By all accounts, Vélib’ is a roaring success. Shortly after its launch, Paris’ deputy mayor for transport, Denis Baupin, estimated that six trips were made on each bike every day. That’s 60,000 trips per day — about the same as the 80 Park Avenue bus.

“Vélib is a brilliant way to get around and to discover Paris,” raves the normally aloof Economist. “The overall experience was definitely worth it; I got jealous glares from men in their cars and admiring gazes from women doing their shopping. The going rate is €1 per half hour, which seems more reasonable and more environmentally friendly than the metro or a taxi.”

So, bike-sharing works in Paris — but what about here? Tell us what you think.


  1. It certainly is a nice idea, but much like another European fad — the tramway — I wonder how the Montréal version would take our five/six months of snow into account. I could see potential for another Big O fiasco, where what worked for the south of France is crushed under the weight of a Montréal winter. Beware!

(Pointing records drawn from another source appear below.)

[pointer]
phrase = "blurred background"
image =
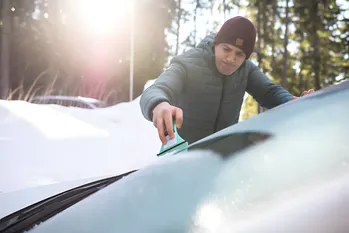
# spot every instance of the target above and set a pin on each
(109, 49)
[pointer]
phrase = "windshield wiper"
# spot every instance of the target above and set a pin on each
(30, 216)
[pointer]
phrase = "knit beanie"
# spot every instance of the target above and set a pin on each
(238, 31)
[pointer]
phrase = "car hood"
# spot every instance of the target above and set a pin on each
(16, 200)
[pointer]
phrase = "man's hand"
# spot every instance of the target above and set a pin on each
(163, 115)
(304, 93)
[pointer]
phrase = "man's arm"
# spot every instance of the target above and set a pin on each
(266, 93)
(166, 88)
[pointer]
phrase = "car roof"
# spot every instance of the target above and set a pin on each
(269, 121)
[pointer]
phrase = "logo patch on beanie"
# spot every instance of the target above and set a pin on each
(239, 42)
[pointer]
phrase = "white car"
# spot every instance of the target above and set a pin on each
(69, 101)
(285, 170)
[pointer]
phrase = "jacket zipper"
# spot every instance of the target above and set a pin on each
(220, 104)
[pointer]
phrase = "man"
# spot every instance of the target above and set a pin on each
(203, 88)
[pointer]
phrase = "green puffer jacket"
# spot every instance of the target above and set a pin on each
(210, 100)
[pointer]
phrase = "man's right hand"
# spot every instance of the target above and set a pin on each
(163, 115)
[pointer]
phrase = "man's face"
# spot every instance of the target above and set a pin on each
(228, 58)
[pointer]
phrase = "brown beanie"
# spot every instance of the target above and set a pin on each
(238, 31)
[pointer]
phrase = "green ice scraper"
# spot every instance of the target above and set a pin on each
(174, 144)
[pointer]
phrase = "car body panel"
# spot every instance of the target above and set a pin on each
(296, 180)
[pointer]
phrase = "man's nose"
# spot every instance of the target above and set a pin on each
(231, 58)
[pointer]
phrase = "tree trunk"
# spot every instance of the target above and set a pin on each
(284, 74)
(179, 16)
(259, 49)
(5, 49)
(274, 12)
(195, 22)
(316, 46)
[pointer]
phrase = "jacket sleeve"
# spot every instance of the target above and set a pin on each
(166, 88)
(265, 92)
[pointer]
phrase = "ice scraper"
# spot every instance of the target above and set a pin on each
(174, 144)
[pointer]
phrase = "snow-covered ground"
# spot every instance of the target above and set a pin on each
(47, 144)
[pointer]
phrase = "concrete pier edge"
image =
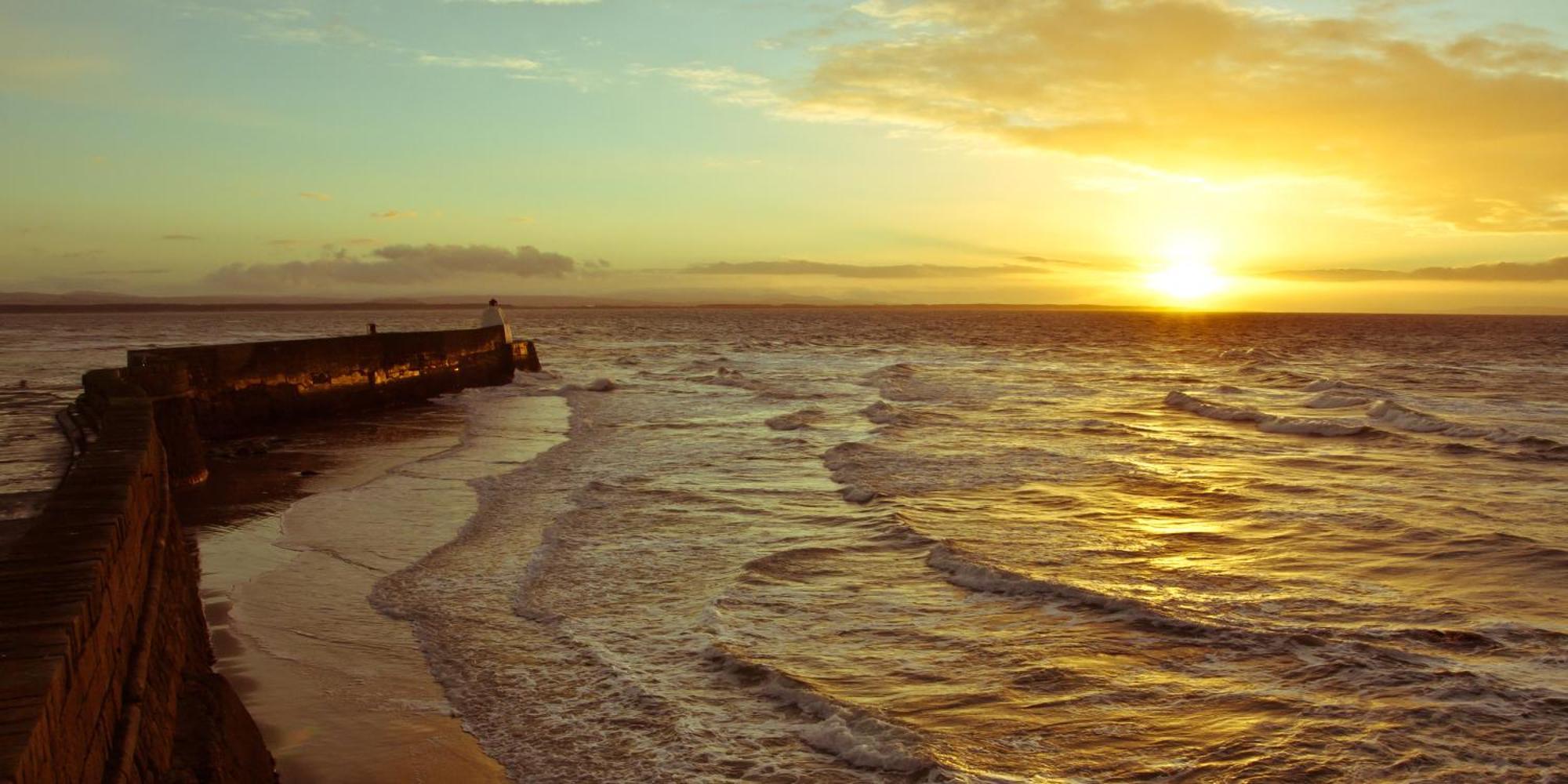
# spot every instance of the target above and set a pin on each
(106, 664)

  2. Problem is, it’s really expensive if you want to use it for any longish amount of time. For example, unless you have a subscription (which isn’t much cheaper), it’s 7 euros for two hours. Using them to bike to work isn’t really a possibilty then…

  3. Unless I’m mistaken, though, you only rent the bike for as long as you are actually riding it. For instance, you take a bike from one station, ride it to work and then park it at another station. You only pay for the amount of time it takes you to go between the two stations.

    You can bike from one end of central Montreal to another — that’s NDG all the way to Rosemont — in an hour, so that would be no more than $2 for any single trip. Once you park the bike, you stop paying.

  4. Does anyone know what the outcome was of the bikes that were offered on Mont-Royal avenue? I haven’t read any concluding remarks, though the system has been taken down for the winter.

  5. I’m pretty sure the Bécik Vert program in the Plateau was quite successful. I went there with my brother once and they were completely out of bikes by noon. They said they usually ran out at around on weekdays and earlier on weekends. They only had about 30 bikes though and only two places you could pick them up but they were free and you could keep them for the whole day. I used to see them around once and awhile and the looks most people had on their faces was one of terror if they were on the street as they were usually used by people who don’t often bike or tourists so they weren’t all that used to Montreal’s famously aggressive drivers.

  6. I am completely stoked by this idea. Montreal is doing something right! I was just in Paris and saw tons of people using them. I’m not too concerned that the bikes can only be used for half the year. I only hope that the stations don’t get destroyed over the course of the winter.

  7. It is another rip off like the one they made with changing the parking meters,you deposit the money for an hour for example,but you cannot add to it until the hour expires,neither you nor others can benefit from the money left on the meter,plus you have to walk a distance on an icy sidewalk to reach for the machine and freeze before another person is finished punching the numbers…the bike thing is another way for the city to empty the peoples pocket,the last thing they care about is the environment,montreal roads and weather are not fit for these types of projects,montreal is a continious construction site for roads and sewers,not because of the harsh winter,but because of the incomipence,corruption,and the lack of coordination between different departments of public works…wake up!

  8. wweeasel, If you think that $78 for an annual subscription is too much, you will not be required to participate.

    I think this is an excellent initiative not only for Montreal, but also for Vancouver, where I ride.